Recognize that negativity is different from trolling.
There are going to be some people who just don’t like your brand, a certain position you take on a topic or the way your hair looks in a particular picture. Just because they disagree doesn’t mean that they’re the enemy. In fact, their voice can be the spark you need to generate valuable conversation.
The key to differentiating negativity from trolling is to remember that a troll is simply there to pick a fight. Their comments will be mean, irrelevant and probably anonymous. There’s no reason to publish such comments.
Create a comment policy.
It’s OK to not post every comment that is submitted. While some might claim that moderating a blog stifles authentic dialog, allowing offensive or off-topic comments will have far more damaging effects. But it’s important to have a set of guidelines in place for what will be blocked. Here’s the summarized comment policy we’ve set up for our blog:
Comments may not post immediately.
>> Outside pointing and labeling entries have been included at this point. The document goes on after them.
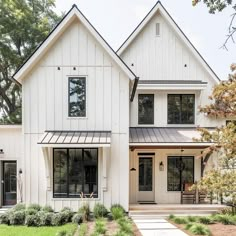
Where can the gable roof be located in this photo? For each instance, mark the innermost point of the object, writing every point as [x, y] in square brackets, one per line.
[73, 13]
[159, 7]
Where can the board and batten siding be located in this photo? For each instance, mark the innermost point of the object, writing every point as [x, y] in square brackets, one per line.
[45, 107]
[164, 57]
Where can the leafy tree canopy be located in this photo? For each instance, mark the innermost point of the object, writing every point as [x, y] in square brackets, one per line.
[24, 24]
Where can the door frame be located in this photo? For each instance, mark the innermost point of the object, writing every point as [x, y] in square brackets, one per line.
[152, 194]
[3, 179]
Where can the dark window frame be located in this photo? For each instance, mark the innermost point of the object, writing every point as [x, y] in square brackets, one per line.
[153, 96]
[181, 95]
[69, 79]
[193, 167]
[67, 176]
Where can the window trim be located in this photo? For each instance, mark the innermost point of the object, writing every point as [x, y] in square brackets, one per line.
[67, 176]
[151, 124]
[194, 109]
[68, 96]
[178, 156]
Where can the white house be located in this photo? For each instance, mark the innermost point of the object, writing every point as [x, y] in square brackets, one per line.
[114, 126]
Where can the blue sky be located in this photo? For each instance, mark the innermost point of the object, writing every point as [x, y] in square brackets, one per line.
[116, 19]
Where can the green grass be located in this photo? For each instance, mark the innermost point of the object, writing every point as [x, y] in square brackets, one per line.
[35, 231]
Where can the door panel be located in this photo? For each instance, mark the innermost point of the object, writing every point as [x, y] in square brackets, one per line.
[9, 183]
[146, 179]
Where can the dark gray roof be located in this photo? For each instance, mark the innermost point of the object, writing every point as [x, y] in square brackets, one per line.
[172, 82]
[163, 135]
[76, 137]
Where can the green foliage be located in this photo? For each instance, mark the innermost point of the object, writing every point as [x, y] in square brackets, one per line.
[47, 209]
[199, 229]
[17, 218]
[34, 206]
[100, 210]
[77, 219]
[83, 229]
[205, 220]
[84, 210]
[180, 220]
[117, 213]
[19, 207]
[32, 220]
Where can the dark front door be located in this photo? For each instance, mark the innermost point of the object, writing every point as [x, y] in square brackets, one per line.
[9, 183]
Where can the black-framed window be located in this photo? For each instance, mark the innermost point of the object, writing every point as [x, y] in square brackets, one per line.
[77, 97]
[75, 171]
[146, 109]
[181, 108]
[174, 175]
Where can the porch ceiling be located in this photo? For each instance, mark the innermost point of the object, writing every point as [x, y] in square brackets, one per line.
[73, 138]
[165, 137]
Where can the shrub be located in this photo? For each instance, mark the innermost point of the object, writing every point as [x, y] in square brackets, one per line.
[118, 206]
[30, 211]
[192, 218]
[171, 217]
[199, 229]
[47, 209]
[205, 220]
[34, 206]
[77, 219]
[83, 230]
[125, 226]
[56, 219]
[180, 220]
[84, 210]
[117, 213]
[32, 220]
[100, 210]
[19, 207]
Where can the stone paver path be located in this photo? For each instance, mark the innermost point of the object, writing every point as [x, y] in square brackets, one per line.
[157, 227]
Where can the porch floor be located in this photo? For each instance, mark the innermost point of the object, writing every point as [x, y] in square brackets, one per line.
[164, 210]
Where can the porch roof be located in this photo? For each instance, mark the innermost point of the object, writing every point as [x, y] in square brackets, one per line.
[155, 136]
[75, 138]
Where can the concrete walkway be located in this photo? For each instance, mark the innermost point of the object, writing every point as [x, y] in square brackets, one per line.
[157, 227]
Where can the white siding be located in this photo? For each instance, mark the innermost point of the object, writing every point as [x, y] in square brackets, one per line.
[45, 107]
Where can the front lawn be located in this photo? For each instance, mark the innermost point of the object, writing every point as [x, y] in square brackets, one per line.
[36, 231]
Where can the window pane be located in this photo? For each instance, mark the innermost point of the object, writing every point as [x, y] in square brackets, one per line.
[146, 108]
[173, 172]
[60, 173]
[75, 172]
[181, 108]
[77, 97]
[90, 172]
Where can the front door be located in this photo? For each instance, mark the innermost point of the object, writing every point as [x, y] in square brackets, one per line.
[9, 183]
[146, 179]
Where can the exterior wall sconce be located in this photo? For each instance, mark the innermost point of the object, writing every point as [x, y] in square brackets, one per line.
[161, 166]
[1, 153]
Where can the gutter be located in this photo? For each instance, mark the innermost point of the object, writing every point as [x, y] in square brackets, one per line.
[134, 89]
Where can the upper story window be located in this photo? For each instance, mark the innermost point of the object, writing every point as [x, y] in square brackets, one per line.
[181, 108]
[77, 97]
[146, 109]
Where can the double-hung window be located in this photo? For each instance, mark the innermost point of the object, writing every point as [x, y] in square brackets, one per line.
[77, 97]
[75, 171]
[146, 109]
[181, 108]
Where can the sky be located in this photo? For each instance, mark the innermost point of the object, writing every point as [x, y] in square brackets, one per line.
[116, 19]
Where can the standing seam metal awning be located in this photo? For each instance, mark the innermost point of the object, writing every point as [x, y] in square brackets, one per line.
[75, 138]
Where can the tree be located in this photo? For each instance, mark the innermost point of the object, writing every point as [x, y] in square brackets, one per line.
[218, 6]
[24, 24]
[222, 179]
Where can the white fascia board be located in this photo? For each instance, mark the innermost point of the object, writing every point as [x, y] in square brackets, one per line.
[171, 87]
[40, 52]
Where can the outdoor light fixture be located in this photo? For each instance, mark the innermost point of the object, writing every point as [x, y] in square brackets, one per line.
[1, 153]
[161, 166]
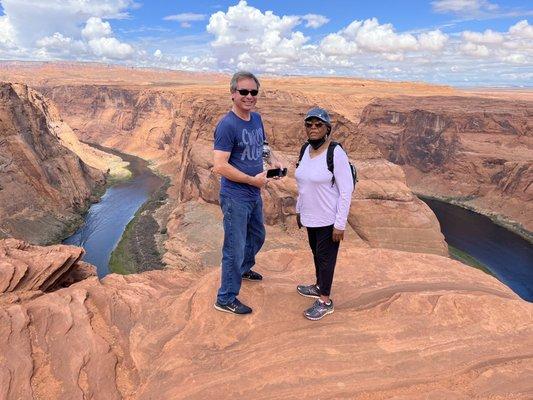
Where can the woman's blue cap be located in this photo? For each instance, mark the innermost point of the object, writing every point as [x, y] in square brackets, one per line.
[319, 113]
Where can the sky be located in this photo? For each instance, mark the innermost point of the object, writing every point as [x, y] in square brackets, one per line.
[455, 42]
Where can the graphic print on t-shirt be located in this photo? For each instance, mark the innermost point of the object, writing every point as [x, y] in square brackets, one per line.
[252, 141]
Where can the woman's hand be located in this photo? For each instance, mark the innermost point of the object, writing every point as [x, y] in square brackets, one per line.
[338, 235]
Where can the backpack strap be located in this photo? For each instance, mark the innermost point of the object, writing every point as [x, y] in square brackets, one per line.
[302, 151]
[329, 158]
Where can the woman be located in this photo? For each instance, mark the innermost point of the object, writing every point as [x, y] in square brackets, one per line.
[323, 204]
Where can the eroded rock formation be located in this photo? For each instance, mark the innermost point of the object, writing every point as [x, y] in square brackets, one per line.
[478, 151]
[43, 184]
[174, 126]
[405, 326]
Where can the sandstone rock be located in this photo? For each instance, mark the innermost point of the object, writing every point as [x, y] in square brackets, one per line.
[44, 185]
[24, 267]
[406, 325]
[181, 124]
[478, 151]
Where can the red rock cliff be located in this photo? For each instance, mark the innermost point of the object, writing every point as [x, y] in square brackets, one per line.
[43, 185]
[476, 150]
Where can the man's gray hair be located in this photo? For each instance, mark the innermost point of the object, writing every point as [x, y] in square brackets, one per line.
[237, 76]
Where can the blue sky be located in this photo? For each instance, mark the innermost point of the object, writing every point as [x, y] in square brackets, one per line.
[458, 42]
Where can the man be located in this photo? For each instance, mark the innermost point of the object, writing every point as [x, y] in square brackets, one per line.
[238, 149]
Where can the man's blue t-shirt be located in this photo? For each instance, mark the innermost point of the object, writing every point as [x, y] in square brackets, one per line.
[244, 139]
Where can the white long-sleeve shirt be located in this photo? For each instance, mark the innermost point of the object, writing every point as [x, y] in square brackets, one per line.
[319, 203]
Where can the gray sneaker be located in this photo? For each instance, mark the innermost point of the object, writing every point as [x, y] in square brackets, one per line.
[308, 290]
[319, 310]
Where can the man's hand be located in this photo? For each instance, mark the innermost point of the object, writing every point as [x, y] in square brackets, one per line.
[338, 235]
[259, 180]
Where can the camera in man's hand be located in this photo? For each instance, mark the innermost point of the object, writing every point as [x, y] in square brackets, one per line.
[276, 172]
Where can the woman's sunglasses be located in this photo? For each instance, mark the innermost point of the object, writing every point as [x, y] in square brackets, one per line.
[246, 92]
[311, 124]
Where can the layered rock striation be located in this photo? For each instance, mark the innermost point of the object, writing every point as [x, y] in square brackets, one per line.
[43, 185]
[476, 151]
[174, 126]
[405, 326]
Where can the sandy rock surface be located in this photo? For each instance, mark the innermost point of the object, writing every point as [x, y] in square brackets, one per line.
[405, 326]
[476, 150]
[44, 184]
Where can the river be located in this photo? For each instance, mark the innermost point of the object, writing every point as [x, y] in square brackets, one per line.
[106, 220]
[508, 256]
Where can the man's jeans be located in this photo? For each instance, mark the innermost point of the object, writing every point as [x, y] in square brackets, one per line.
[244, 234]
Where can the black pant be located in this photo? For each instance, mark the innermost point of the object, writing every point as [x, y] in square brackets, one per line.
[325, 255]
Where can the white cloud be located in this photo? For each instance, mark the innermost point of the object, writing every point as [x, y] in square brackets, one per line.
[34, 19]
[433, 40]
[185, 17]
[243, 36]
[371, 36]
[110, 48]
[522, 30]
[368, 36]
[95, 28]
[315, 21]
[487, 37]
[475, 50]
[514, 46]
[247, 38]
[515, 59]
[463, 6]
[7, 33]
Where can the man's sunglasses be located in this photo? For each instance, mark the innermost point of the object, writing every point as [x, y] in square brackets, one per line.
[246, 92]
[311, 124]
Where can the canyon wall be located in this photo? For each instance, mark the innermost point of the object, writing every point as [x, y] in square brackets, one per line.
[406, 326]
[43, 185]
[174, 127]
[476, 151]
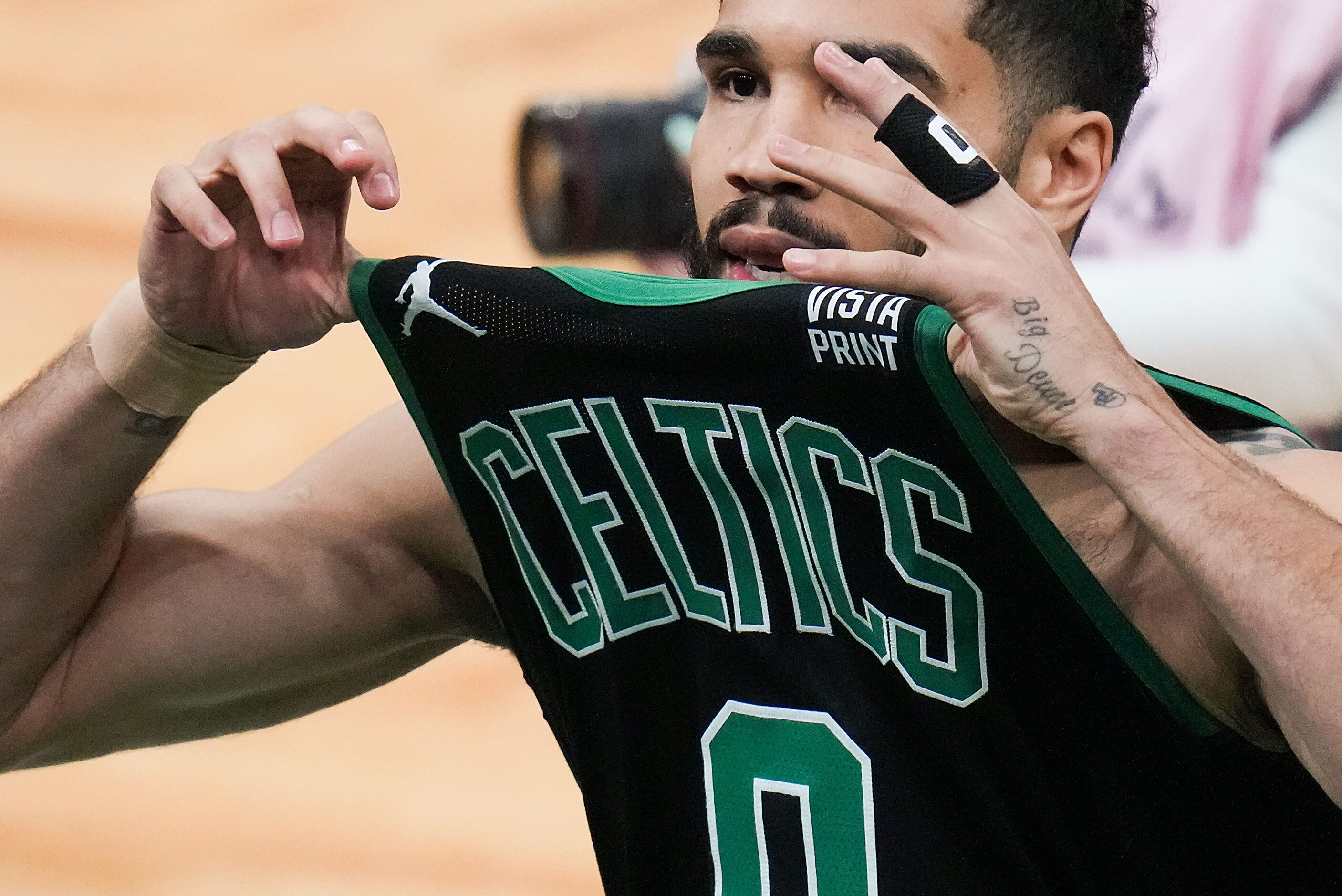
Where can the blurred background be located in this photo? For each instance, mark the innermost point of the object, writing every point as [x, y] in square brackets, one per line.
[447, 781]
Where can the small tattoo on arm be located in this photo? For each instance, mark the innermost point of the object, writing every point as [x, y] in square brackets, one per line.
[1106, 397]
[1260, 443]
[151, 427]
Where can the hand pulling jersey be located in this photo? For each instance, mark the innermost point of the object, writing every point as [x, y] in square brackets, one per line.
[798, 625]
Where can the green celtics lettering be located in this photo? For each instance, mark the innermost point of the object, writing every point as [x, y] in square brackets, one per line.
[795, 470]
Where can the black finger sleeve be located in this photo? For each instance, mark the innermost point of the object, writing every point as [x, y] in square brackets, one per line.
[936, 153]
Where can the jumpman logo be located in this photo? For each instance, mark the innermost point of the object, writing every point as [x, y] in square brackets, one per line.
[419, 285]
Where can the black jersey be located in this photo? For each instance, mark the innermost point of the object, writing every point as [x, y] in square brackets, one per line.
[798, 625]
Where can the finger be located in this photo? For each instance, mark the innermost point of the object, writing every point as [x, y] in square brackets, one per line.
[177, 200]
[884, 271]
[922, 138]
[872, 86]
[897, 198]
[326, 133]
[255, 163]
[382, 183]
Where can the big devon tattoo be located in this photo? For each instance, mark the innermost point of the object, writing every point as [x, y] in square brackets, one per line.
[1029, 360]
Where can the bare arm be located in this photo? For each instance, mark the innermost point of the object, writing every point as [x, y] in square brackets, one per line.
[126, 623]
[204, 614]
[1266, 561]
[1263, 548]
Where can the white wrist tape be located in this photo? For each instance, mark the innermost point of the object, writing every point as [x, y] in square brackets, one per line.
[149, 369]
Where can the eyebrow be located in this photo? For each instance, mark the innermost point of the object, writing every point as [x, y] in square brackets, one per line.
[727, 45]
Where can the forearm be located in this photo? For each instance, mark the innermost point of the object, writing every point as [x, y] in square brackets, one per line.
[72, 459]
[1267, 564]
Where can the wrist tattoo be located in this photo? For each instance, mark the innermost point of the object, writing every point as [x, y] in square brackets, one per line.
[151, 427]
[1106, 397]
[1029, 359]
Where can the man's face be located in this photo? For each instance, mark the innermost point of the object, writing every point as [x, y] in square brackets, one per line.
[763, 81]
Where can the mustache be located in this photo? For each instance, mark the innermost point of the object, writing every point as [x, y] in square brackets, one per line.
[705, 257]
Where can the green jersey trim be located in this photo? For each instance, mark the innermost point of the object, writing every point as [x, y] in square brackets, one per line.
[930, 333]
[645, 290]
[1226, 399]
[359, 283]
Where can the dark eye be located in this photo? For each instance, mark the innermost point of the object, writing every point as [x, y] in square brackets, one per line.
[741, 85]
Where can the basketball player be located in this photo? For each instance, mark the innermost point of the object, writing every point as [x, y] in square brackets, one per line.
[798, 623]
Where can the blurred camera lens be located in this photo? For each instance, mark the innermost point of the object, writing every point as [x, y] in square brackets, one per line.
[603, 176]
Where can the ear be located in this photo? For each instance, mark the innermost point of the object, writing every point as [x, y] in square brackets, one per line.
[1066, 161]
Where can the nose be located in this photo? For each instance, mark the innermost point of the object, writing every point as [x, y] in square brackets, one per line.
[750, 169]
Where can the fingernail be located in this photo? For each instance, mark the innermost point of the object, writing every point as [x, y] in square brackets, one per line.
[787, 146]
[800, 260]
[836, 55]
[283, 227]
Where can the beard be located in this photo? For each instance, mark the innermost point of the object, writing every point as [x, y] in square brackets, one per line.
[705, 258]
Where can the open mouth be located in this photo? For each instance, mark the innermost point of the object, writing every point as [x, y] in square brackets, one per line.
[755, 252]
[741, 269]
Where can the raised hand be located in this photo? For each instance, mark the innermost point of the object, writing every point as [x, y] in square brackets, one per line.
[245, 250]
[1031, 338]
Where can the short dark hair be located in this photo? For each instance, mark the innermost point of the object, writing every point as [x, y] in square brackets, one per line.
[1057, 54]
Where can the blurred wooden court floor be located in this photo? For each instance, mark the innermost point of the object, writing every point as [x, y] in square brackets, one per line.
[447, 781]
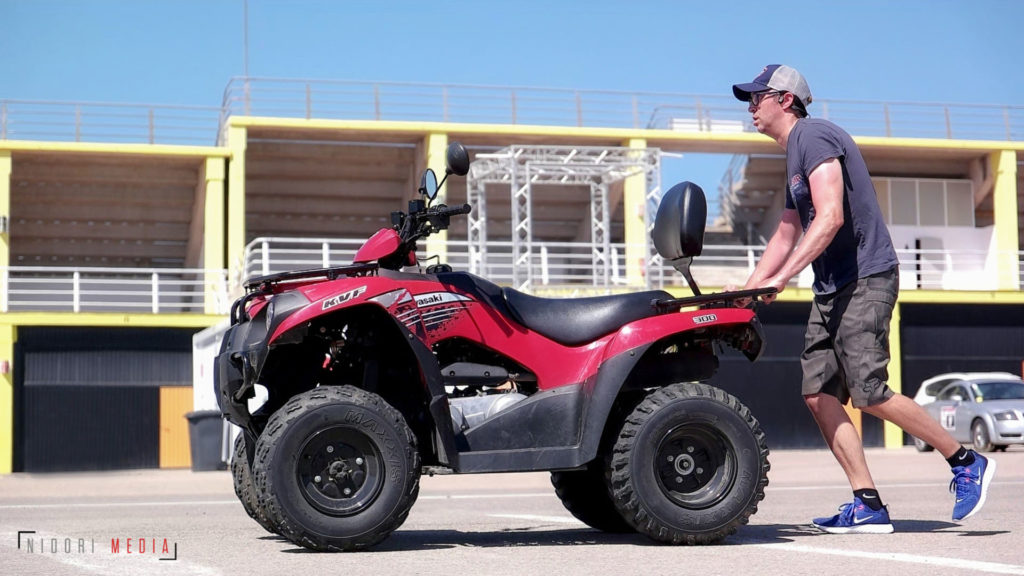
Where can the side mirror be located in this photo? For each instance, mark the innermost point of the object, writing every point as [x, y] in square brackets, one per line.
[428, 183]
[457, 160]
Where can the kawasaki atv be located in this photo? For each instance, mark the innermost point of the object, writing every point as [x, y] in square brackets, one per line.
[380, 370]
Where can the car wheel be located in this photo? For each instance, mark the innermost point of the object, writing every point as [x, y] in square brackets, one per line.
[585, 494]
[337, 468]
[922, 446]
[243, 481]
[979, 434]
[689, 465]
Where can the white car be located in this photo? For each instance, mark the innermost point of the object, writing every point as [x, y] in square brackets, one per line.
[931, 387]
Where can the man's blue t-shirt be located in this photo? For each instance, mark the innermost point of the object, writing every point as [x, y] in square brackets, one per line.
[862, 245]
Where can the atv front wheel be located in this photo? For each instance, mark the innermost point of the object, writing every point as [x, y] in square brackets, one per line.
[690, 465]
[585, 495]
[243, 480]
[337, 468]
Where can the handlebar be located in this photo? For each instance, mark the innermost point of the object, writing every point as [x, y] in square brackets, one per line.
[452, 211]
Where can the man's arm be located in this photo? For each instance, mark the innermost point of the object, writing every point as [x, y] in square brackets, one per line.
[777, 250]
[826, 195]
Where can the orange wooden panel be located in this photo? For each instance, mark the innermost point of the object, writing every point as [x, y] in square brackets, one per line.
[175, 402]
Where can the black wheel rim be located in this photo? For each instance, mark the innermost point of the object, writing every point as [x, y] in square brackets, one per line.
[340, 471]
[695, 465]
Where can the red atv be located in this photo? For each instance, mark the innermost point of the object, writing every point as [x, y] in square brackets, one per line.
[378, 371]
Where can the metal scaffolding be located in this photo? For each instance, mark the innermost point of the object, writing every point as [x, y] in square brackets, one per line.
[520, 167]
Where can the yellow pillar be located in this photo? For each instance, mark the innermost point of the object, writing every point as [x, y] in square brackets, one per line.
[8, 335]
[634, 204]
[238, 136]
[892, 434]
[436, 146]
[213, 237]
[1004, 166]
[5, 211]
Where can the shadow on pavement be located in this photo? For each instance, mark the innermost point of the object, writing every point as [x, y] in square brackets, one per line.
[417, 540]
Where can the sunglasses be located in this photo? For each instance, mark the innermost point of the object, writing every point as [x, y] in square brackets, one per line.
[757, 97]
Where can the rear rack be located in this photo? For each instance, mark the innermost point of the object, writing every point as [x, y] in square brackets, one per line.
[263, 283]
[677, 303]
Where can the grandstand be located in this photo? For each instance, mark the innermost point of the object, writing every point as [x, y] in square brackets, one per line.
[128, 228]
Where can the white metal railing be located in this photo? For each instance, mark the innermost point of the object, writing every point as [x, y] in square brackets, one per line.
[112, 289]
[565, 264]
[290, 97]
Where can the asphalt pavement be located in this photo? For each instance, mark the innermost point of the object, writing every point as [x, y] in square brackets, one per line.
[180, 522]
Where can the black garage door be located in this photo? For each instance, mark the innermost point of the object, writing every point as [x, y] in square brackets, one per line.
[89, 398]
[771, 386]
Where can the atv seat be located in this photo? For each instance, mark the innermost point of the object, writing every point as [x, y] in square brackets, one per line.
[577, 321]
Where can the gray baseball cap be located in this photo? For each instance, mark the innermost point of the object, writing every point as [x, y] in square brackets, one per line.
[775, 77]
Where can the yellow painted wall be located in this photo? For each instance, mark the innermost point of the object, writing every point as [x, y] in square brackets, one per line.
[634, 195]
[8, 335]
[175, 402]
[214, 237]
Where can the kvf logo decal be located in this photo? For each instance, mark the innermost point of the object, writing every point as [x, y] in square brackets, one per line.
[342, 298]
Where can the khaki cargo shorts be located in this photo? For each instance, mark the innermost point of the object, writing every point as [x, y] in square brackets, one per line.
[846, 348]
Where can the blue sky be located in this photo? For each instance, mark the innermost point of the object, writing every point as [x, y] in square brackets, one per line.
[184, 51]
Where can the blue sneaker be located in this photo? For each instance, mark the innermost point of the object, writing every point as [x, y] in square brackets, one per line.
[971, 486]
[855, 518]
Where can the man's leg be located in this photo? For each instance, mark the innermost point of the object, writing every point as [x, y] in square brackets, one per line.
[906, 414]
[842, 438]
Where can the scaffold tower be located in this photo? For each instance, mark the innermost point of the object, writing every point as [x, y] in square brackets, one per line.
[520, 167]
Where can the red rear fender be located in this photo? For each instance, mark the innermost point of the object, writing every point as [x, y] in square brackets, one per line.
[652, 329]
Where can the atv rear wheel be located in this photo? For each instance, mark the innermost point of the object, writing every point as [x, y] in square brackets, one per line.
[690, 465]
[585, 494]
[243, 480]
[337, 468]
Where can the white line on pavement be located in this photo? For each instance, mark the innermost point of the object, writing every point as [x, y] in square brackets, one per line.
[117, 504]
[548, 519]
[977, 566]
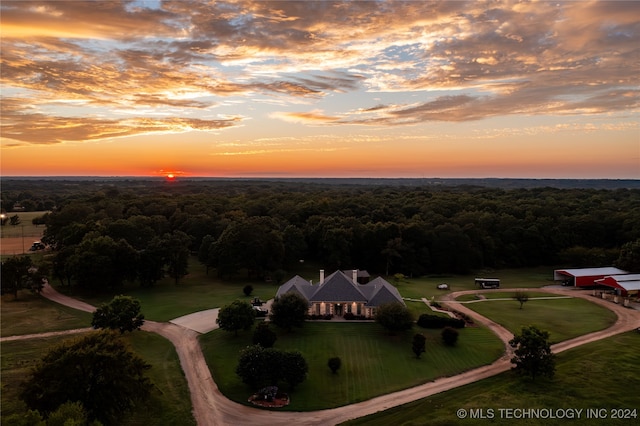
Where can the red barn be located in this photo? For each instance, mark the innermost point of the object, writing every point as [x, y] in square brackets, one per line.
[625, 285]
[585, 277]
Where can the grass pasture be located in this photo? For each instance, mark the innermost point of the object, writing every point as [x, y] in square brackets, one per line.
[169, 405]
[24, 228]
[597, 375]
[195, 292]
[563, 318]
[373, 363]
[32, 313]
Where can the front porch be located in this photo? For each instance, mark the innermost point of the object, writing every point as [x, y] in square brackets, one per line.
[339, 309]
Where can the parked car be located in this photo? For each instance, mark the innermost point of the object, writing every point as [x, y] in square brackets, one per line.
[260, 312]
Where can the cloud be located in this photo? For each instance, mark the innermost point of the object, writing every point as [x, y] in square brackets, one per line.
[315, 116]
[463, 61]
[21, 125]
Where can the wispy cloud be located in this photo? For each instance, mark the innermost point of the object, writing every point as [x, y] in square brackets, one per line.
[465, 61]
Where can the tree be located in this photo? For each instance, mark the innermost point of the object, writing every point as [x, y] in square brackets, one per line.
[263, 335]
[419, 344]
[238, 315]
[176, 245]
[629, 258]
[122, 313]
[70, 414]
[532, 353]
[260, 367]
[334, 364]
[289, 310]
[394, 317]
[449, 336]
[98, 370]
[521, 297]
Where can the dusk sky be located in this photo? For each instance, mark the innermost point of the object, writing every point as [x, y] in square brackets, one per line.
[321, 89]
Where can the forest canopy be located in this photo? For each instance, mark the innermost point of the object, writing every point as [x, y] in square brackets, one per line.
[144, 229]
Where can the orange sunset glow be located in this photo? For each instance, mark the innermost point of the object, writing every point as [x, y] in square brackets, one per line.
[321, 89]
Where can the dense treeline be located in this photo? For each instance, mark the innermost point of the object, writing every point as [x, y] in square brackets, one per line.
[124, 231]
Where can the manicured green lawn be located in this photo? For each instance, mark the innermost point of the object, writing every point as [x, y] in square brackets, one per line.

We review them first in an effort to remove foul language, commercial messages, irrelevancies and unfair attacks. Thank you for your patience.
It’s possible that the trolls are individuals who have a valid frustration with your company, and just don’t know how to communicate it. It might be worth your time to send a quick email to the individual explaining why you blocked the comment and asking if there’s anything you can do to remedy the problem. Sometimes a personal communication is all it takes to defuse a thorny situation.
Dealing with trolls can be frustrating, but remember the Three Billy Goats Gruff. They knocked the troll into the river, making the bridge safe for all who followed. Use your wits and you, too, can make your blog a place where people feel free to speak freely without fear of attack.